The support goes far beyond fashion. Because a lot can happen in 100 days, especially now – you might have a baby, get married, separate, be made redundant, have a mental or physical health crisis, or lose a family member (all real examples). Women post frankly and movingly about infertility and depression, and the answering echoes they receive remind me of the early days of blogging and how other voices reassured me I was not alone. I share my experiences – which I would never do on any other platform now.

‘They are such a helpful bunch that I am quickly overwhelmed with answers.’ Photograph: Alex Telfer/The Observer

In February, one woman in the Netherlands posted the shocking news that her house had burnt down and the outpouring of support and offers of help were overwhelming. Through all that, but also through smaller and happier things, these women support and celebrate each other. “An entire Wool Army of Women is with you, woven into each thread of your dress,” one commenter posts.

“Be kind” has become a rather suspect internet trope in recent years, but the 100 days group seems to be the kindest place on the internet.

Surely, I ask Rebecca Eby of Wool&, you couldn’t have expected anything like this? “Oh my gosh, it’s a beautiful thing,” she tells me. “I don’t think anyone expected that the community would also be a huge benefit. In fact for some people, it’s probably the benefit.” How strange it must be to create something that ends up so much more than you expect, taking on a life, and a heart, of its own.

I know I sound like a mad zealot, so I ask to speak to a few members to prove I am not suffering merino-induced derangement. They are such a helpful bunch that I am quickly overwhelmed with answers.

Janet lives in lllinois. “I am turning 63 this year and in my whole life I have never gotten the support from other women that I have gotten in the past 96 days,” she tells me. Ragnhild is in Oslo and says it has “given me a much-needed sense of community during the lockdown”. Erin, the Kentucky lobster queen, puts it best, I think. “The comfort and love of the ‘dress people’ is like a gentle sisterhood. The quirky and the basic coexist peacefully and we all encourage one another. We laugh and cheer each other’s accomplishments (birthdays, milestones, new jobs) and cry over each other’s sorrows.”

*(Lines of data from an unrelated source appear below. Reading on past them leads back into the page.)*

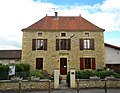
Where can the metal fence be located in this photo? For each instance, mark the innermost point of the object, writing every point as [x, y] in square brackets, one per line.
[5, 76]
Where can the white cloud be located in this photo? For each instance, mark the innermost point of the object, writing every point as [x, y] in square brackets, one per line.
[113, 41]
[19, 14]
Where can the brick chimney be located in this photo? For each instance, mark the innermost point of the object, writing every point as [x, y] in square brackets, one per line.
[56, 16]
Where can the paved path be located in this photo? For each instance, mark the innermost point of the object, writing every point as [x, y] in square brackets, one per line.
[70, 91]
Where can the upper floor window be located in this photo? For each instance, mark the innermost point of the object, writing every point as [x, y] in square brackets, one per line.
[39, 44]
[87, 63]
[63, 44]
[87, 44]
[39, 63]
[40, 34]
[63, 34]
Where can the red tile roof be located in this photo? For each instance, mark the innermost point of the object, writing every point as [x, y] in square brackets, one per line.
[112, 46]
[65, 23]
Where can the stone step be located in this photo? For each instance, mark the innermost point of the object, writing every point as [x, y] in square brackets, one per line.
[63, 85]
[63, 77]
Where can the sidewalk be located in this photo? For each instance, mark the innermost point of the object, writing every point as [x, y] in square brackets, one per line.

Seeing real women post real photos is slowly changing my brain

Emboldened by the group, I try to make my last week in the dress a bit more fabulous and beg advice from the Observer fashion desk. They basically approve (“Timeless, easy to throw on, very useful”), but give me layering tips and suggest jewellery and scarves. To try this, I have to borrow from my bubble mate Les – and it’s strange to realise I never normally wear colour or jewellery. Some of her bright accessories look good, so I rummage at home, excavating a cute pheasant brooch and a bright pink top made from vintage silk scarves. When did I stop dressing like this and why? I show Les a Trinny Woodall scarf trick the fashion team recommended, catching the corners at the back, then pulling them forward to create a chic cowl effect. “What did you just do?!” she gasps, gratifyingly. “I know, it’s witchcraft!” I say, showing her again, laughing. I even post a picture on the group in one of Les’s necklaces and – wild development – coloured tights. “The belt looks great on you!” “I love the necklace!” come the responses.

After my 40 days, I get out of the shower and after a moment’s hesitation, put on my usual trousers and jumper. No one notices, of course, but I feel an odd sense of loss, like I’m leaving a community. What did I learn? That no one else cares what I wear except me, but I care, a bit, and I want to care more. My 46-year-old body is fine and strong and functional – I should respect, and even celebrate, it. I have discovered that the love and support of other women can help me do that and that I, in turn, can feel genuinely moved to celebrate them in all their glorious difference.

I’m still on the group, giddily liking pictures and posting heartfelt compliments. “The real takeaway is the love and compassion and support and interaction among all the 100 Day dress wearers,” a commenter says. “It doesn’t matter if they made it a week or 12 weeks – the love is still real.” I didn’t manage the full 100 days, but I’m honoured to be a member of the sisterhood of the dress.